Location
- Bristnall Hall Lane Oldbury, West Midlands, B68 9PA England 52°29′04″N 1°59′38″W﻿ / ﻿52.48453°N 1.99390°W

Information
- Type: Academy
- Established: 1929
- Trust: Academy Transformation Trust
- Department for Education URN: 139043 Tables
- Ofsted: Reports
- Principal: L Simcock
- Gender: Coeducational
- Age: 11 to 16
- Website: http://www.bristnallhallacademy.attrust.org.uk/

= Bristnall Hall Academy =

Bristnall Hall Academy (formerly Bristnall Hall Technology College and Bristnall Hall High School) is a secondary school with academy status located in Oldbury, West Midlands, England.

==History==
The school was opened in 1929 to serve the expanding Warley area of Oldbury, and was initially a secondary modern school for pupils who did not pass their 11+ exam - those who did attended Oldbury Grammar School (on becoming a comprehensive in 1974, later known as Langley High) or Oldbury Technical School.

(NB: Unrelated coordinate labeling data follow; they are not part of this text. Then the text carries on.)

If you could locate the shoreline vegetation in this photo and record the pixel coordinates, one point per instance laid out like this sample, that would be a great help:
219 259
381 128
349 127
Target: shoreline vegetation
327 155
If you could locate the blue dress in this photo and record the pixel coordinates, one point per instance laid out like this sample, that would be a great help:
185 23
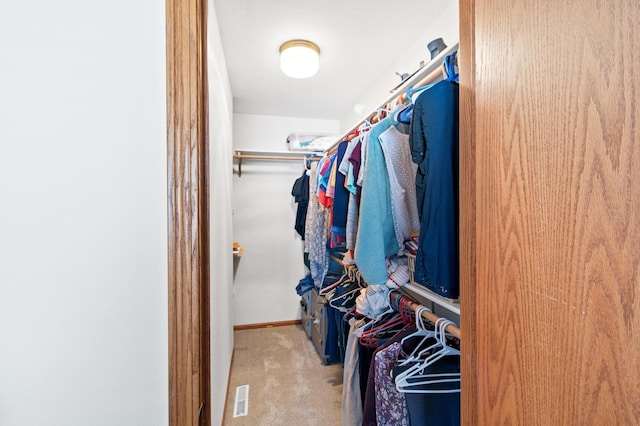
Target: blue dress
434 147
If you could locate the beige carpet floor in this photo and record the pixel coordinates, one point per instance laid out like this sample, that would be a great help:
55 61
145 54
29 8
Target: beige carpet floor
288 384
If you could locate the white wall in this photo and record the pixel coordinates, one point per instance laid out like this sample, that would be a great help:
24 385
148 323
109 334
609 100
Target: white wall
264 217
221 157
445 26
83 244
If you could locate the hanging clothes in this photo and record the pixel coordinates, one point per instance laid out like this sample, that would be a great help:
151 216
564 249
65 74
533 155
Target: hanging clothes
376 239
402 181
300 192
340 202
434 147
317 230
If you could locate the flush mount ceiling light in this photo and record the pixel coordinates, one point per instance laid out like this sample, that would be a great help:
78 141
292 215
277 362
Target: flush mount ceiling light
299 58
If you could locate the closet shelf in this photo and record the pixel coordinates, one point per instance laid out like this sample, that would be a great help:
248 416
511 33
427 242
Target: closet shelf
451 306
246 154
237 250
430 73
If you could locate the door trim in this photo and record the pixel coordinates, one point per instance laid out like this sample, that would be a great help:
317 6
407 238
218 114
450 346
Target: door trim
188 212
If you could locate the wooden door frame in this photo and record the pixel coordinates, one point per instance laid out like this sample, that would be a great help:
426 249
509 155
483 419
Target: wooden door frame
188 213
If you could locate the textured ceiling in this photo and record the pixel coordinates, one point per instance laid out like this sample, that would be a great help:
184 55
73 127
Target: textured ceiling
359 40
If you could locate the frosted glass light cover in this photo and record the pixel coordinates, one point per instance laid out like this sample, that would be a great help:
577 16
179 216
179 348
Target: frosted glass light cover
299 61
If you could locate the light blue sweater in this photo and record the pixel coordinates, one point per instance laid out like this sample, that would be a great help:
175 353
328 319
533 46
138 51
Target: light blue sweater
376 238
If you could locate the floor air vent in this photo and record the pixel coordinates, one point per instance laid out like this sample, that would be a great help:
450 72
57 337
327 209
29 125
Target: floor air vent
241 406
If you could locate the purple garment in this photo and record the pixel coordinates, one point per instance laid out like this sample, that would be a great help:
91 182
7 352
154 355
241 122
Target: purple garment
369 415
391 406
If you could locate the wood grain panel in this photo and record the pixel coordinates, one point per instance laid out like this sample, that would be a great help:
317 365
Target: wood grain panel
557 214
467 201
188 229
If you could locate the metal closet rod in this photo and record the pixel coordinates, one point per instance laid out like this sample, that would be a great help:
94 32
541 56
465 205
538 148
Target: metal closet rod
242 154
430 73
455 331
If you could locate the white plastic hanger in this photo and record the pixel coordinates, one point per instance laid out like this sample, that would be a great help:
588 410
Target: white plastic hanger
418 378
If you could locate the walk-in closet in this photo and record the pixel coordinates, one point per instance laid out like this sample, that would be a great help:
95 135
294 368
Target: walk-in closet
466 247
435 220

The attainment gap between Bristnall and the other local schools closed during the late 1970s when all the local secondary schools became comprehensive schools.

The school received Technology College status in 2005. In 2006, Sandwell Metropolitan Borough Council announced plans to merge Bristnall with nearby Langley High School. However, it was announced in 2007 that the school would be rebuilt on the site of Langley High School as part of the Building Schools for the Future scheme. Langley High School merged with nearby Warley High School to become Oldbury College of Sport (now Oldbury Academy).

The school opened its Sixth Form Centre within the School at the start of the 2010 academic year to Post-16 Students. The school became an academy in December 2012 and was renamed Bristnall Hall Academy supported by the Academy Transformation Trust. In October 2019, the school announced plans to build an extension to the academy. In 2021, the number of students allowed to join the academy increased from 190 to 210.